Audi wind tunnel adds grit, weather
The Audi R18 TDI, Audi Sport Team Joest's whip for the 24 Hours of Le Mans on June 11/12, is the first Audi race car to be developed with the aid of the new climatic wind tunnel.
Since the beginning of 2008 the climatic wind tunnel completes the Audi Wind Tunnel Center in Ingolstadt. It creates temperatures between minus 25 and plus 55 degrees Celsius and allows engineers to generate freezing cold and blisteringly hot wind speeds of up to 300 kilometers per hour. The simulation of sunlight and rain are also possible.
Especially for the Audi R18 TDI, the opportunity to use the climatic wind tunnel operated by their production colleagues was extremely valuable for the Audi Sport technicians. The new LMP1 is Audi’s first closed Le Mans sports car since the R8C in 1999. "The climatic wind tunnel is an example of the extensive cooperation with Technical Development (TE)," explains Dr. Martin Mühlmeier, Head of Technology at Audi Sport. "The TE develops constantly and as part of TE Audi Sport is allowed to use these resources. Conversely, our colleagues from production development benefit from our findings from motorsport."
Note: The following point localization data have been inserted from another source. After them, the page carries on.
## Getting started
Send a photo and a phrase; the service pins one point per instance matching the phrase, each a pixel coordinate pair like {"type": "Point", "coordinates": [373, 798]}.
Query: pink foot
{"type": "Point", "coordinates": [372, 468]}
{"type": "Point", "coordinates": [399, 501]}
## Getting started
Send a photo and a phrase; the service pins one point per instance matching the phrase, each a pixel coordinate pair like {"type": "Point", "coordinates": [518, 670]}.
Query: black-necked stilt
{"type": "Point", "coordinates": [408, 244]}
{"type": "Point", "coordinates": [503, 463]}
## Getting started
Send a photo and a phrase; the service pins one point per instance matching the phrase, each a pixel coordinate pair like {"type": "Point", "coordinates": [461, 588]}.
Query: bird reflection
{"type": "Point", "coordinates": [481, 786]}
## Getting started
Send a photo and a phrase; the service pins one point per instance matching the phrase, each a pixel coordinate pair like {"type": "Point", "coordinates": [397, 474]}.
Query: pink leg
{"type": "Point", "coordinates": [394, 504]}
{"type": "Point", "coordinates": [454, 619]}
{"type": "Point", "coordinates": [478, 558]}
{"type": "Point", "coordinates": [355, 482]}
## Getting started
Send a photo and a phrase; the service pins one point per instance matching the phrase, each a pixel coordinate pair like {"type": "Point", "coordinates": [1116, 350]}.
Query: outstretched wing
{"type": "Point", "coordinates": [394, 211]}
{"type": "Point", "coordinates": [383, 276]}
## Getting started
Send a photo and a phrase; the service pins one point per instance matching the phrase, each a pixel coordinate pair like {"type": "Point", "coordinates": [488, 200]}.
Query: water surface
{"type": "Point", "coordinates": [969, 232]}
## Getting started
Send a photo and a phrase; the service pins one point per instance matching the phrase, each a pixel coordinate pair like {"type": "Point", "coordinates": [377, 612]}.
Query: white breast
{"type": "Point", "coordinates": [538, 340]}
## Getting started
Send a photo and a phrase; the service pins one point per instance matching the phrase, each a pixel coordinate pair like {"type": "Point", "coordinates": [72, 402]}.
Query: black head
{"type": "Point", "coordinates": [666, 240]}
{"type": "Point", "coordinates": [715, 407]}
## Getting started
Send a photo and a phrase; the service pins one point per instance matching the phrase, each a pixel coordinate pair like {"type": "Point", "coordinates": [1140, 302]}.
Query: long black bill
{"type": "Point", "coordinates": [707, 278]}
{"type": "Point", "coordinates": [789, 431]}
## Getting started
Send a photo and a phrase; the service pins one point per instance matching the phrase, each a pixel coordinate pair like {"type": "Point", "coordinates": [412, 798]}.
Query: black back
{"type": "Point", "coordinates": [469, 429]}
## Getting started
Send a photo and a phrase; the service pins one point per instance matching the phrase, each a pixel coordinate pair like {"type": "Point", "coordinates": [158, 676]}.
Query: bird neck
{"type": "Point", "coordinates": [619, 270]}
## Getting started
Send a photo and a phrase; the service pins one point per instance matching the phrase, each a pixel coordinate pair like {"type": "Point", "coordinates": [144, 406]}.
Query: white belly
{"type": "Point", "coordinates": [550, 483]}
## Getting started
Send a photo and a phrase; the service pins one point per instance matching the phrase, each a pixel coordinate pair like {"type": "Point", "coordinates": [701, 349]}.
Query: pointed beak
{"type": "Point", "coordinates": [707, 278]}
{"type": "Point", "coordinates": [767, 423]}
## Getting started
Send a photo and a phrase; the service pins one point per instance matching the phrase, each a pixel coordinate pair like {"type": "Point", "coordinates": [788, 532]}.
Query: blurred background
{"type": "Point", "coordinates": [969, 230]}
Work on the R18 TDI in the climatic wind tunnel focused on three areas: optimized airflow through the cockpit, the windscreen and testing the windscreen wiper. "In this case we can rely on the findings from the climatic wind tunnel - it’s a great benefit to have such an extremely high quality tool available," says Christopher Reinke, Technical Project Leader for the R18 TDI. "The results of everything which we have tested in the climatic wind tunnel up to now have been confirmed during testing on the race track."
In the climatic wind tunnel ventilation of the closed cockpit was optimized to such an extent that the R18 TDI will manage without air-conditioning at Le Mans. As this costs both weight and power the engineers were happy to exclude the use of such a system. The deposit of rain water or solid materials such as sand, rubber pick-up and stones was also simulated. "We made many valuable discoveries in this area on the full scale car in the climatic wind tunnel and modified several things and especially in the airflow area," says Dr. Martin Mühlmeier. "The reflective film on the roof was also validated with findings from the climatic wind tunnel. These are all important details to guarantee a good climate around the driver in the cockpit."
The silver film helps to prevent the cockpit heating up too much due to the solar radiation. The Automobile Club de l’Ouest (ACO) regulations stipulate that the cockpit temperature must not exceed 32 degrees Celsius when driving if the maximum ambient temperature is 25 degrees. If it is warmer the cockpit temperature may climb by a maximum of seven degrees. The R18 TDI complies with these strict requirements thanks to extensive work in the climatic wind tunnel.
The new Le Mans sports car’s single-arm windscreen wiper was also developed in the Audi Wind Tunnel Center. "This subject is not as trivial as it would perhaps appear," says Dr. Martin Mühlmeier. "We do indeed have experience from the DTM. However, the windscreen wiper is hardly ever used here. Also, a DTM car reaches 250 km/h and not 330. The demands on the windscreen wiper are considerably higher at Le Mans."
Fogging and soiling of the complexly formed windscreen which, in contrast to a production car, is curved in not just one direction but two, is manufactured from plastic and was also tested in the climatic wind tunnel. The screen is heated to prevent fogging. For possible soiling a three-stage plan was developed which, subject to the level of soiling, allows for simple wiping, wiping with detergent or the removal of one of several layers of rip-off films.
Windscreen soiling is one of the concept specific disadvantages which a closed Le Mans sports car brings. However, as a result of work in the Audi climatic wind tunnel the disadvantages were minimized as much as possible.